Como sociólogo, Bourdieu tenía claro que el campo científico era (y es) un círculo social como los otros, si bien dotado de sus propias leyes y, apoyándose en ellas y en «los intereses del conocimiento», demostró continuamente, mediante el rigor de su producción científica, una preocupación por el «genocidio estructural», por el devenir del mundo genocida actual. Esto quedó patente, por ejemplo, en el rechazo que le produce el funcionamiento de los mercados, los cuales, desvinculados de las instituciones para la acción colectiva, generan por doquier desigualdad y pobreza a niveles intolerables. También se revela en su solidaridad «con las poblaciones expulsadas» a causa de la globalización actual, que ensancha cada vez más la brecha de los ingresos entre las personas más ricas y las más pobres, y en su participación en luchas sociales en apoyo y defensa «de su derecho de asilo, así como de su derecho de retorno y de autodeterminación» (Bourdieu, 2023, p. 157).

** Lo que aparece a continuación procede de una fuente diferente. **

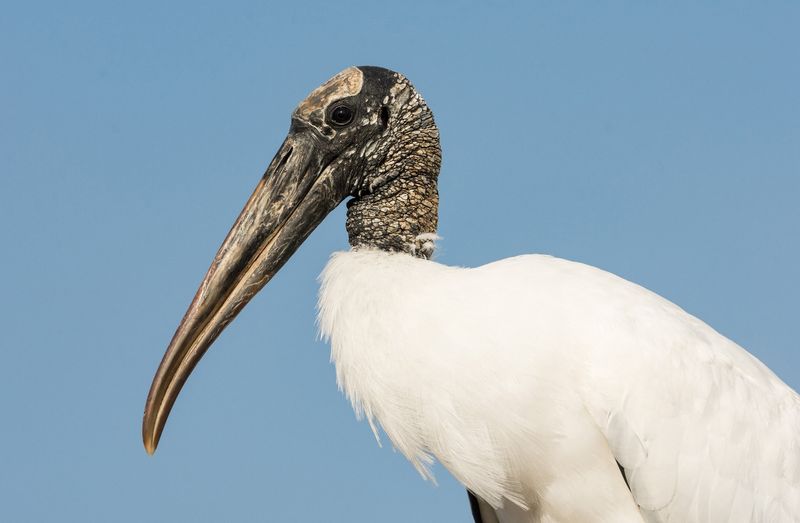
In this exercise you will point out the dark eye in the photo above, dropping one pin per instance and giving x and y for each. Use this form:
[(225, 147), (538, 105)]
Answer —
[(341, 115)]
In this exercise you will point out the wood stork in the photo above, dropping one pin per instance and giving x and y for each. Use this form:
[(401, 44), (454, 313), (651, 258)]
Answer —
[(554, 391)]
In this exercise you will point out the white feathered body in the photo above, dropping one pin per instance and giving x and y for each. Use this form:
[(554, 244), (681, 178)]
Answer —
[(530, 378)]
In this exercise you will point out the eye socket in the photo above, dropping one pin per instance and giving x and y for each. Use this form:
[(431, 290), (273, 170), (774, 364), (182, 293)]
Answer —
[(341, 115)]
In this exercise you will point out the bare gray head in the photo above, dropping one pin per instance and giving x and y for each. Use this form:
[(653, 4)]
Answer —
[(365, 133), (387, 147)]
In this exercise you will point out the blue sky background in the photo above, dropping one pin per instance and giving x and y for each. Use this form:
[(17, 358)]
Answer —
[(660, 143)]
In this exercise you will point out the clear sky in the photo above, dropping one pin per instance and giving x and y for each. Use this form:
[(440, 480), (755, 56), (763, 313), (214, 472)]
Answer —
[(659, 143)]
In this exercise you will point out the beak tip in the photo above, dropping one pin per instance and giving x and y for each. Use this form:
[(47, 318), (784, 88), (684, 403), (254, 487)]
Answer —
[(150, 440)]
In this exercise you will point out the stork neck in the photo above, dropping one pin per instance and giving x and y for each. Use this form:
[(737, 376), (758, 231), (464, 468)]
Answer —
[(399, 216)]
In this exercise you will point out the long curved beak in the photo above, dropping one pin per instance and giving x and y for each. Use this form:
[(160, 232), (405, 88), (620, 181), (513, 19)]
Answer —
[(297, 191)]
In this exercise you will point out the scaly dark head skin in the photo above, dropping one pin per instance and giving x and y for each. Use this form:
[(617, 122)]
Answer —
[(364, 133)]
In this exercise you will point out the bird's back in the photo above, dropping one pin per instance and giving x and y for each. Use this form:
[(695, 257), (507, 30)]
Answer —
[(501, 372)]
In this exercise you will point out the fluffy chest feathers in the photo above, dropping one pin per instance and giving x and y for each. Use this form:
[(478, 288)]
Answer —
[(530, 376)]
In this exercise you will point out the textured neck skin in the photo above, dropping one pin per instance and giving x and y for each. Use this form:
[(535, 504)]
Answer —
[(396, 207)]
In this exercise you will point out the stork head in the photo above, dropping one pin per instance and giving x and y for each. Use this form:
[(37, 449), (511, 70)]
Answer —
[(366, 134)]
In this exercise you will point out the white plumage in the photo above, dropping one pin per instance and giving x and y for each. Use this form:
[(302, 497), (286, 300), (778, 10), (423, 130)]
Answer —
[(530, 378)]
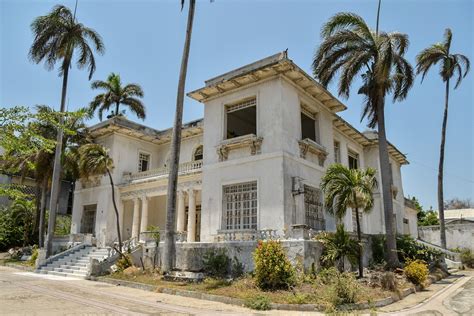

Las intervenciones públicas de Bourdieu (2023, p. 175) quedan bien reflejadas en la recopilación de manifiestos, conferencias y textos periodísticos que es Pensamiento y acción. Este libro, que enseña a rechazar cualquier sumisión ciega a las creencias establecidas por el neoliberalismo, responde a la globalización y la cultura neoliberal, que coloniza «hasta el último resquicio del mundo humano y especialmente nuestras mentes» (Riechmann, 2015, p. 208). Dicha cultura, de competencia generalizada y mercantilización de las relaciones sociales, ensalza las salidas individuales a los problemas colectivos y culpabiliza a los pobres con una visión puramente económica del mundo político y favorable a la demolición del Estado social, legitimada por la necesidad económica y el orden «natural» del mercado. Una visión, o más bien credo, por otro lado decidida a imponer a los diferentes Estados de la Europa de Maastricht la competencia delirante por la competitividad mediante el refuerzo del «rigor salarial» y la «flexibilidad», y al servicio de las nuevas tecnocracias que imponen sus políticas y sus armas al servicio de la maximización del beneficio, pervirtiendo, entre otras cosas, «el concepto mismo de derecho, en la medida en que establece como criterio superior, al que estarían subordinados todos los demás, “el derecho de vender y comprar” y, por lo tanto, el de “venderme y comprarte”» (Alba Rico, 2017, p. 42).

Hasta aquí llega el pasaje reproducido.